A big reason Microsoft is going where no big company has (publicly) gone before is that legal marijuana sales are big and growing fast. This fall, five states — notably, California — will vote on whether to join Washington, Colorado, and Oregon in legalizing pot for recreational use. "We do think there will be significant growth," said Kimberly Nelson, Microsoft's executive director of state and local government solutions. "As the industry is regulated, there will be more transactions, and we believe there will be more sophisticated requirements and tools down the road."

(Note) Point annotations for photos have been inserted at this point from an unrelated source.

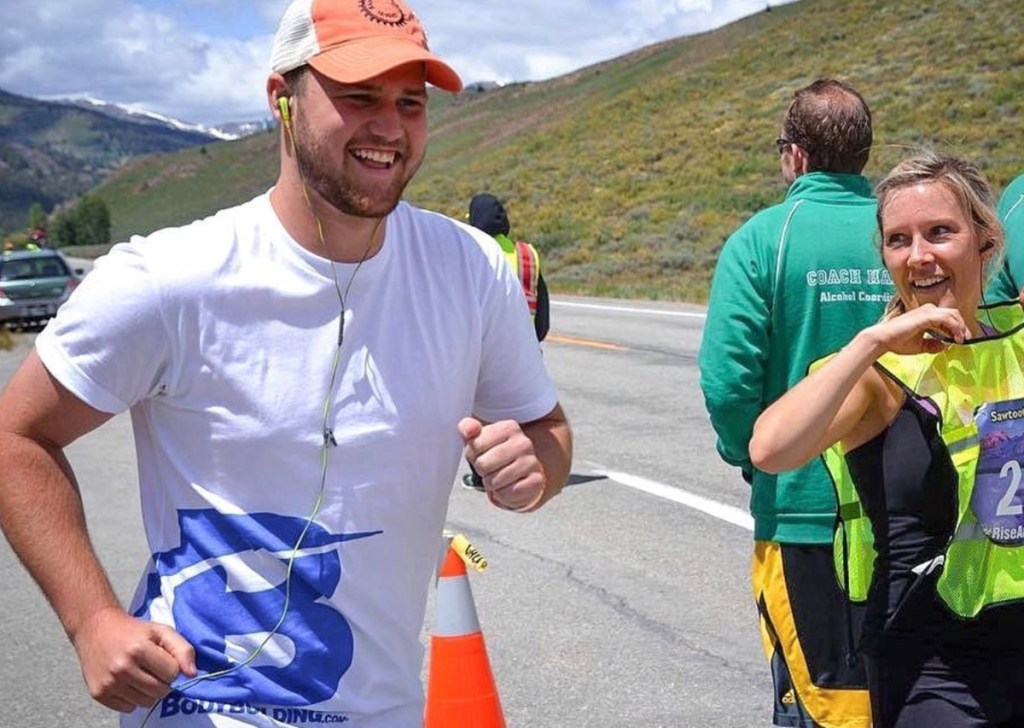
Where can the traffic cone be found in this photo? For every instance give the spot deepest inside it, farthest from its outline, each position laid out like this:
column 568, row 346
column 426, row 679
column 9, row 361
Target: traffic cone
column 461, row 690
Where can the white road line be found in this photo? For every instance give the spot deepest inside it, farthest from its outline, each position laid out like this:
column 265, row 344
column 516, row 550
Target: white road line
column 729, row 514
column 626, row 309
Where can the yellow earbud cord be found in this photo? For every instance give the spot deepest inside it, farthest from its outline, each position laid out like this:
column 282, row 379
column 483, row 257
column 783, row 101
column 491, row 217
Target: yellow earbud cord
column 328, row 434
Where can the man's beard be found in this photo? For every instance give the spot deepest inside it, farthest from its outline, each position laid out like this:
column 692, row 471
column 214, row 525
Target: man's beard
column 333, row 185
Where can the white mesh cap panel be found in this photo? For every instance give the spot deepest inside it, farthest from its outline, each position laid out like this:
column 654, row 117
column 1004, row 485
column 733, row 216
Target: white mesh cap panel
column 296, row 41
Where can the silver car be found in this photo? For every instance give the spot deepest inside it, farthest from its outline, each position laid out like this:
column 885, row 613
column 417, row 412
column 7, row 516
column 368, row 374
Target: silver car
column 33, row 285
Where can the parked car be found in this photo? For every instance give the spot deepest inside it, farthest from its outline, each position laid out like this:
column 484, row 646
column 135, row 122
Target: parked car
column 33, row 285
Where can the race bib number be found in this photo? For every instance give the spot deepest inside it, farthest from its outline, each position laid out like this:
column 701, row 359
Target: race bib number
column 997, row 500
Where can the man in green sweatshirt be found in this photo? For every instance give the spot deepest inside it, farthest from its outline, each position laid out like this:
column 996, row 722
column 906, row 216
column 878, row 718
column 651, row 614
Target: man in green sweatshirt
column 795, row 283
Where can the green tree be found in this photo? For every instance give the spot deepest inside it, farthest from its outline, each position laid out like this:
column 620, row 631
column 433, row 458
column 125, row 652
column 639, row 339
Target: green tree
column 92, row 221
column 65, row 230
column 37, row 216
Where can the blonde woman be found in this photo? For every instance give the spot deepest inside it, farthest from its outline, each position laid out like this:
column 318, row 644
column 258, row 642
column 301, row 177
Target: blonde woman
column 928, row 666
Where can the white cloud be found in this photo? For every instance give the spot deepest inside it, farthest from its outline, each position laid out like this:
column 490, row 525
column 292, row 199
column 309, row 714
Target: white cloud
column 206, row 60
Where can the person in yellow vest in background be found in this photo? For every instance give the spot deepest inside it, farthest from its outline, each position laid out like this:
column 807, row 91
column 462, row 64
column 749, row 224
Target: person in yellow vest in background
column 486, row 213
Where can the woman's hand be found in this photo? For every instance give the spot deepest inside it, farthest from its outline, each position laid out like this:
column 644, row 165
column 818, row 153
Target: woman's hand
column 925, row 329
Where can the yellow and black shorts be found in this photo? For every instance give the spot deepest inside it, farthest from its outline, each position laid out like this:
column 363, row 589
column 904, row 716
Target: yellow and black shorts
column 806, row 630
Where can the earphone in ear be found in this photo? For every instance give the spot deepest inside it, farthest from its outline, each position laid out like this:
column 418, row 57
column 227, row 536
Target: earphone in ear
column 285, row 104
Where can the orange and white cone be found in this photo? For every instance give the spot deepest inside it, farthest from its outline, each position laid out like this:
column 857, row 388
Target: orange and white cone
column 461, row 690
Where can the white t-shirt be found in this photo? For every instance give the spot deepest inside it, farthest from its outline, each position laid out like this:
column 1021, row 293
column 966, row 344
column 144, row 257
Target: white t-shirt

Players in the marijuana business are excited with even this tangential endorsement. "Nobody has really come out of the closet, if you will," said Matthew Karnes, founder of pot consultancy Green Wave Advisors. "Every business that works in the cannabis space, we all clamor for legitimacy," adds David Dinenberg, Kind's founder and CEO. "I would like to think that this is the first of many dominoes to fall."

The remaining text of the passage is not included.